After the third and last record, there is no more lag or latency, the computation has caught up with the producer:

pos: offset 3
end: offset 3
lag: 0
latency: 0

Nuxeo Transactions

nuxeo.transactions.concurrency: Current number of concurrent transaction
nuxeo.transactions.concurrency.max: Maximum registered concurrent transactions
nuxeo.transactions.rollbacks: Number of transaction rollbacks
nuxeo.transactions.timer: Timer on all transactions

Nuxeo Web

Metrics reported by the Web NuxeoAuthenticationFilter:

nuxeo.web.authentication.logged-users: Number of users successfully logged and that didn't logout explicitly, the session timeout is not taken into account
nuxeo.web.authentication.requests.concurrency: Current concurrent requests in the filter
nuxeo.web.authentication.requests.concurrency.max: Registered maximum number of concurrency
nuxeo.web.authentication.requests.timer: Timer on the request web filter

Nuxeo WorkManager

The WorkManager service provides metrics by queue (default, fulltextUpdater ...)

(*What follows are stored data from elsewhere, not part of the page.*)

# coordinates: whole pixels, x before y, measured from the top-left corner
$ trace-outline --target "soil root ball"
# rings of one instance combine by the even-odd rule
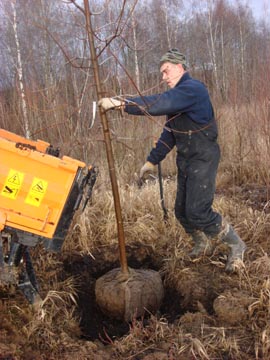
[[[125,274],[116,268],[96,281],[95,295],[104,314],[131,321],[134,317],[141,317],[145,311],[156,313],[164,289],[157,271],[129,268],[129,274]]]
[[[213,307],[219,320],[228,325],[243,324],[249,315],[248,307],[255,299],[250,294],[238,290],[226,290],[219,295]]]

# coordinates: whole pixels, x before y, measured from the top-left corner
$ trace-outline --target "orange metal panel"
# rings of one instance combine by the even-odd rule
[[[25,143],[26,139],[0,129],[0,228],[9,226],[52,238],[74,179],[85,163],[45,154],[48,143],[43,143],[42,151],[35,151],[16,146],[18,141]]]
[[[31,146],[35,147],[37,151],[44,152],[44,153],[46,152],[47,148],[50,146],[50,144],[48,142],[46,142],[46,141],[43,141],[43,140],[37,140],[37,141],[29,140],[29,139],[26,139],[26,138],[24,138],[22,136],[14,134],[12,132],[6,131],[4,129],[0,129],[0,138],[13,141],[13,142],[15,142],[17,144],[21,143],[21,144],[31,145]]]

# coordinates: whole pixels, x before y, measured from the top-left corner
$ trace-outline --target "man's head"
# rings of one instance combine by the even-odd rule
[[[167,51],[160,59],[162,79],[170,88],[175,87],[187,68],[186,57],[177,49]]]

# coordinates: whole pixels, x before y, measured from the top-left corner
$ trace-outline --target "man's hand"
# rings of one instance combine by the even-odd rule
[[[105,111],[110,109],[117,109],[124,105],[124,101],[116,100],[114,98],[103,98],[98,102],[98,106],[100,106]]]
[[[146,161],[143,167],[140,170],[140,179],[145,179],[147,175],[155,171],[155,165],[150,161]]]

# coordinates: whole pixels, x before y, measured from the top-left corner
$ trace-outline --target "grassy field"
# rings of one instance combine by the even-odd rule
[[[158,180],[138,186],[136,174],[159,126],[113,119],[128,265],[160,272],[160,311],[125,323],[95,303],[95,281],[119,266],[119,251],[103,143],[93,142],[91,153],[88,141],[88,157],[100,168],[91,202],[76,214],[60,254],[32,249],[42,309],[29,307],[15,287],[0,287],[0,359],[270,358],[269,110],[267,104],[224,108],[217,117],[222,161],[214,207],[247,243],[237,272],[224,272],[222,244],[211,257],[188,257],[191,240],[173,213],[174,153],[162,164],[168,223]],[[81,153],[74,148],[69,155]]]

Some are global to the Nuxeo cluster:

nuxeo.works.global.queue.scheduled: Number of scheduled Work
nuxeo.works.global.queue.completed: Number of completed Work
nuxeo.works.global.queue.running: Number of running Work
nuxeo.works.global.queue.canceled: number of canceled Work

Some are local to the node:

nuxeo.works.dlq: Number of Work in failure moved in the dead letter queue
nuxeo.works.queue.timer: Timer for Work execution

JVM

Can be disabled using:

metrics.jvm.enabled=false

Some metrics depends on the chosen garbage collector or the version of the JVM:

jvm.buffers.direct.capacity
jvm.buffers.direct.count
jvm.buffers.direct.used
jvm.buffers.mapped.capacity
jvm.buffers.mapped.count
jvm.buffers.mapped.used
jvm.files
jvm.garbage.G1*
jvm.memory.heap.committed
jvm.memory.heap.init
jvm.memory.heap.max
jvm.memory.heap.usage
jvm.memory.heap.used
jvm.memory.non-heap.committed
jvm.memory.non-heap.init
jvm.memory.non-heap.max
jvm.memory.non-heap.usage
jvm.memory.non-heap.used
jvm.memory.total.committed
jvm.memory.total.init
jvm.memory.total.max
jvm.memory.total.used
jvm.threads.blocked.count
jvm.threads.count
jvm.threads.daemon.count
jvm.threads.deadlock.count
jvm.threads.deadlocks
jvm.threads.new.count
jvm.threads.runnable.count
jvm.threads.terminated.count
jvm.threads.timed_waiting.count
jvm.threads.waiting.count

Tomcat

Can be disabled using:

metrics.tomcat.enabled=false

tomcat.activeSessions
tomcat.bytesReceived
tomcat.bytesSent
tomcat.currentThreadBusy
tomcat.currentThreadCount
tomcat.errorCount
tomcat.jdbc-numActive
tomcat.jdbc-numIdle
tomcat.processingTime
tomcat.requestCount

Log4j

Can be disabled using:

metrics.log4j.enabled=false

org.apache.logging.log4j.core.Appender.all: Count number of log traced (all level)
org.apache.logging.log4j.core.Appender.warn: Count the number of log at level WARN
org.apache.logging.log4j.core.Appender.error: Count the number of log at level ERROR
org.apache.logging.log4j.core.Appender.fatal: Count the number of log at FATAL level

Monitoring Dashboard

The above metrics can be rendered in dashboards depending on the chosen monitoring systems.

Grafana

Grafana can be used to render Graphite or Prometheus metrics.

The Nuxeo Stacks tool that generates dev and testing environment for Nuxeo provides a Grafana dashboard using a Graphite backend.

The JSON dashboard can be found in its sources.

Datadog

The same dashboard can be build using Datadog.